A excepción de las camas de palacio donde dormían el Segundo, Quinto y Séptimo Príncipe cada otro lujo fue enviado a Liu Yue.

A lo largo de la historia, los pobres se habían visto, pero ninguno tan pobre como estos Príncipes.

Ahora, incluso las Concubinas y los Príncipes que habían echado a la cárcel estaban mejor y eran mucho más ricos que estos tres príncipes.

El Emperador de Tian Zhen, Xuan Yuan Yi, había sido testigo de todo lo que ocurrió, pero sólo podía ver toda la debacle sin poder hacer nada. Los tesoros fueron enviados a Liu Yue por los propios Príncipes, que no había pronunciado ni siquiera un pequeño chillido de protesta a él, así que no estaba en condiciones de hablar.

Él sin embargo convocó a los tres príncipes y les reprendió. La reputación de la familia imperial había sido mancillada por sus travesuras. En el lado positivo, la riqueza sólo se había trasladado a otro miembro de la familia real. Si fuera otra cosa, el Emperador, no habría tenido ninguna manera de salvar la cara.

La reputación de Mu Rong Liu Yue en la capital de inmediato se elevó como el sol en el cielo del mediodía y se volvió casi tan famosa como el conocido mayor genio del Reino Tian Zhen, Xuan Yuan Che.

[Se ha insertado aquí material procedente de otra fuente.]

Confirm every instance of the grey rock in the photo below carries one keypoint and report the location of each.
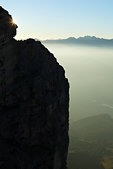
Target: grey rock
(34, 103)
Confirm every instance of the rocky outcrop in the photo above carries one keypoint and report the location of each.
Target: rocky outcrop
(34, 102)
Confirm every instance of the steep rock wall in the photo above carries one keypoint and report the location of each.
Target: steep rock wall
(34, 102)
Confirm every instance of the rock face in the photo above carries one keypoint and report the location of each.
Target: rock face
(34, 102)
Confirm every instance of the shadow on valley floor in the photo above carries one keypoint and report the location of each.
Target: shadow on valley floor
(91, 143)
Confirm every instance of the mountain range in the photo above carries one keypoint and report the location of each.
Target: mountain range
(86, 40)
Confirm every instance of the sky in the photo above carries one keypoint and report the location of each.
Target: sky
(52, 19)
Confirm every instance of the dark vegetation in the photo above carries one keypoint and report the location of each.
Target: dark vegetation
(91, 143)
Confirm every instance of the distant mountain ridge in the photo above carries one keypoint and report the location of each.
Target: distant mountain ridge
(86, 40)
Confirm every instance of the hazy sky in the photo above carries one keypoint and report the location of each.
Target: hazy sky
(49, 19)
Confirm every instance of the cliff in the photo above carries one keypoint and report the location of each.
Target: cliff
(34, 102)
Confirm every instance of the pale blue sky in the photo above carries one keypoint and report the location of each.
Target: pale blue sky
(50, 19)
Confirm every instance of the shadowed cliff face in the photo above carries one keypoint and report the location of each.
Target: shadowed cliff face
(34, 102)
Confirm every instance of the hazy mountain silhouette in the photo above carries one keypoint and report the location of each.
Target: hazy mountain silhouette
(86, 40)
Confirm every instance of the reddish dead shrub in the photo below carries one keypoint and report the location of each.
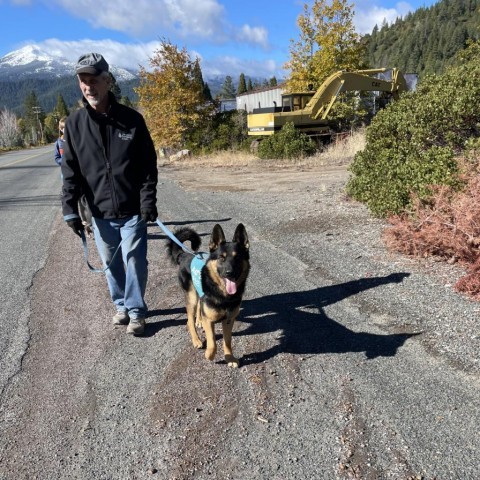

Todo el mundo en la calle estaba hablando de la pequeña Princesa Consorte. Si las conversaciones en las casas de té no eran sobre el Rey de Yi, estaban apuntando a su pequeña Princesa Consorte y los actos maravillosos que había presentado, volvieron a contar una y otra vez. Los nombres de Xuan Yuan Che y Mu Rong Liu Yue parecían haber acompañado a la brisa y viajaron a los cielos.

De esta manera, la historia de la intrepidez de la pareja inseparable ya se había convertido en más popular que cualquier persona en el Reino Tian Zhen, incluso el propio Emperador de Tian Zhen, Xuan Yuan Yi.


En el palacio Liu Li, ya era hora de almuerzo. La Consorte Imperial Chen, que rara vez aparecía en el palacio Liu Li con su presencia, había decidido unirse a Liu Yue y Xuan Yuan Che para el almuerzo ese día.